Now suppose a company hires just one employee. What is the probability that that company will attain parity? Zero. There is (I hope this is obvious) no way the company can hire equal numbers of men and women, even with a quota system in place. Company size, then, strongly determines whether parity is possible.

To see this, suppose the company can hire two employees. What is the probability of parity? Well, what can happen: a man is hired first followed by another man, a man then a woman, a woman then a man, or a woman followed by another woman. The first and last cases represent disparity, so we need to calculate the probability of them occurring by chance. It’s just slightly over 50%.

(Incidentally, we do need to consider cases where men are discriminated against: in the past, we could just focus on cases where women were, but in the modern age of rampant tort lawyers, we have to consider all kinds of disparity lawsuits. For example, the New York Post of 12 May 2009, p. 21, writes of a a self-identified “white, African, American” student from Mozambique who is suing a New Jersey medical school for discrimination.)

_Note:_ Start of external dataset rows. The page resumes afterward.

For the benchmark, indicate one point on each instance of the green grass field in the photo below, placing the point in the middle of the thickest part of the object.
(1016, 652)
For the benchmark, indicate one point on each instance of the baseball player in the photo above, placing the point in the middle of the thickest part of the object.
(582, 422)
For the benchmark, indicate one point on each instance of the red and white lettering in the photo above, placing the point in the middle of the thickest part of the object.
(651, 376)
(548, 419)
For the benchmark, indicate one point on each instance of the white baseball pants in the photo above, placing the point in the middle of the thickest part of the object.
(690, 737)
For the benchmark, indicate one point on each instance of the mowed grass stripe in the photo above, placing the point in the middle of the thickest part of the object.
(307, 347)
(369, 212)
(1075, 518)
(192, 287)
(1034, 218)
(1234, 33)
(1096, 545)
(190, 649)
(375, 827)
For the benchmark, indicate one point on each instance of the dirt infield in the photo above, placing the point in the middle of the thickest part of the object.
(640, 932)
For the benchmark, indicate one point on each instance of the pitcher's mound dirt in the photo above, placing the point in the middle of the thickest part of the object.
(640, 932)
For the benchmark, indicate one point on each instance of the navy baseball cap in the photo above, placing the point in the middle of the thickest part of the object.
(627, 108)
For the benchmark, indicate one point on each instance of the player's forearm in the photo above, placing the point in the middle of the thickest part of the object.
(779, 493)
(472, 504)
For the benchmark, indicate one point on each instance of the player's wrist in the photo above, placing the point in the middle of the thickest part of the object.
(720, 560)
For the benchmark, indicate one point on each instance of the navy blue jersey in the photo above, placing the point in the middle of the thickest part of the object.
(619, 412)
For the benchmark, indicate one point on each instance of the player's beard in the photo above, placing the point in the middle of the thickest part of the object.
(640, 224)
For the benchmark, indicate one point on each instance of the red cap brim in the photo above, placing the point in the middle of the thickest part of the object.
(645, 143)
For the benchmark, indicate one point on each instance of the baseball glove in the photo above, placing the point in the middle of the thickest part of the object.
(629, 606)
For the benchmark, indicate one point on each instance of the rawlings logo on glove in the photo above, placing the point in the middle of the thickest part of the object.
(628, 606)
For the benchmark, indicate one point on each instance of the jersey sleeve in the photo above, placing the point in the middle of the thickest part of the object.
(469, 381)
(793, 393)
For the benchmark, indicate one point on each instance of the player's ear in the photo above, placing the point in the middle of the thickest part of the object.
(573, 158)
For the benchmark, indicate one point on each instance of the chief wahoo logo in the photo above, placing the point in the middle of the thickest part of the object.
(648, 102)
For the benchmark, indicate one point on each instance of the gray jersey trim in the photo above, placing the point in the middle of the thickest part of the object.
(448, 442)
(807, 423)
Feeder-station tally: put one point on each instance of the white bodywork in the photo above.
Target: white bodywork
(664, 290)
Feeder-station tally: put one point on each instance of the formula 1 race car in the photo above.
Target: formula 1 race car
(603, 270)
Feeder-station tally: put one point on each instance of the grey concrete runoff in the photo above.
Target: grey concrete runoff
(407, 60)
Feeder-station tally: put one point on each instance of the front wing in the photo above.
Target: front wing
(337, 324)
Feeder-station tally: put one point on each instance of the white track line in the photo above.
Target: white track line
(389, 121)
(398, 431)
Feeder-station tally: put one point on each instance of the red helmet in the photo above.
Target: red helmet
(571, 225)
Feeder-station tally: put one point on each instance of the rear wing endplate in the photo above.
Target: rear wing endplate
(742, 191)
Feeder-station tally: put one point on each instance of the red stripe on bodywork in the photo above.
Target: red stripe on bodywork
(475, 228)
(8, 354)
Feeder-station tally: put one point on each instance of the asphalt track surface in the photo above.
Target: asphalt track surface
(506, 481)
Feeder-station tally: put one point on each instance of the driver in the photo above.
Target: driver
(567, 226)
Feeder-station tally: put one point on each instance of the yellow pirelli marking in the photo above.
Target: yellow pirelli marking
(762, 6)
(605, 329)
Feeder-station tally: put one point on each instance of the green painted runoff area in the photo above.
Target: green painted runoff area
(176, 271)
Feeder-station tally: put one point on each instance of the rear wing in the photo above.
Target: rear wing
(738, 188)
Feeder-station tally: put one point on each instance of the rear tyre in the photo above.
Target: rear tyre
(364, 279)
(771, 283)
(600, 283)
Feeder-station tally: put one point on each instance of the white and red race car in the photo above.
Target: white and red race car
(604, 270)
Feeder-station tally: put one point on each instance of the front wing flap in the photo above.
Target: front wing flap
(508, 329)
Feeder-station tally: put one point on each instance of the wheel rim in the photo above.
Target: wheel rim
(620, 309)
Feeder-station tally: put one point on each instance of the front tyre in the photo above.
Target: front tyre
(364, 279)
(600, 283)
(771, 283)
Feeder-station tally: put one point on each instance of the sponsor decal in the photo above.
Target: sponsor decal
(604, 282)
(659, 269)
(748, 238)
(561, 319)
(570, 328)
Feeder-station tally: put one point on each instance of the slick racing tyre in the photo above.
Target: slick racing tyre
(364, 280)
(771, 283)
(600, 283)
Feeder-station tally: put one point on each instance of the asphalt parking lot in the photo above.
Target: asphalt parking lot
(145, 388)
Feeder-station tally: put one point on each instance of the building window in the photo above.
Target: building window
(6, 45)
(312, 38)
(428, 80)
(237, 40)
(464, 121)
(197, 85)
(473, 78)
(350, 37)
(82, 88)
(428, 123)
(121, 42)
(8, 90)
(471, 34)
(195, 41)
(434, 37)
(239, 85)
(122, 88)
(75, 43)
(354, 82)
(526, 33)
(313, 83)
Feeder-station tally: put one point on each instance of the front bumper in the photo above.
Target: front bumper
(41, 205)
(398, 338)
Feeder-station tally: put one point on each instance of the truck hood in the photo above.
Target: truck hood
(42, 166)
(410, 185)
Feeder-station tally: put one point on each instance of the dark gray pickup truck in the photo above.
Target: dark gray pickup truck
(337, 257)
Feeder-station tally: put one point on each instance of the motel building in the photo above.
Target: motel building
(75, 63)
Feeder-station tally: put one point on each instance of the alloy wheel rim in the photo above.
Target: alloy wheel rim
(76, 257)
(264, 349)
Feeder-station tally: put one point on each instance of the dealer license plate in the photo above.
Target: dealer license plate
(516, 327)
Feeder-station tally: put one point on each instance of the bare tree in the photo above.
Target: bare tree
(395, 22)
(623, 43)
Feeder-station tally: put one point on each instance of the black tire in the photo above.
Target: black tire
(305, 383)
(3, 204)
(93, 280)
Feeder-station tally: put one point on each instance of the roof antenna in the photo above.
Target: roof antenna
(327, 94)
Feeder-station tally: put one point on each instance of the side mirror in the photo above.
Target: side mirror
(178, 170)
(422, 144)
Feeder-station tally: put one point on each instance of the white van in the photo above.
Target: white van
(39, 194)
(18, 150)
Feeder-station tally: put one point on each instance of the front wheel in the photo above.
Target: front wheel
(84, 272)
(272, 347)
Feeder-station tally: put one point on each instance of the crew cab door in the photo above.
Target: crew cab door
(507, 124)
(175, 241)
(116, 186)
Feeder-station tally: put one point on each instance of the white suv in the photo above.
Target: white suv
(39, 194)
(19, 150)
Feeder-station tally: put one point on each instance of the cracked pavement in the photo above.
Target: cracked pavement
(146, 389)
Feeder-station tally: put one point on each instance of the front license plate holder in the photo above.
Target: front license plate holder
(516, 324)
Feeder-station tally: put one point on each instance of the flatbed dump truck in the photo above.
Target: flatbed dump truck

Now, if a woman saw that there were two men hired, she might be inclined to sue the company for discrimination, but it’s unlikely. Why? Because most understand that with only two employees, the chance for seeming, or false discrimination is high; that is, disparity resulting by chance is pretty likely (in fact, 50%).

So let’s increase the size of our company to 1000 employees. Exact parity would give us 510 men and 490 women, right? But the probability of exact parity—given random hiring—is only 2.5%! And the larger the company the less it is likely exact parity can be reached.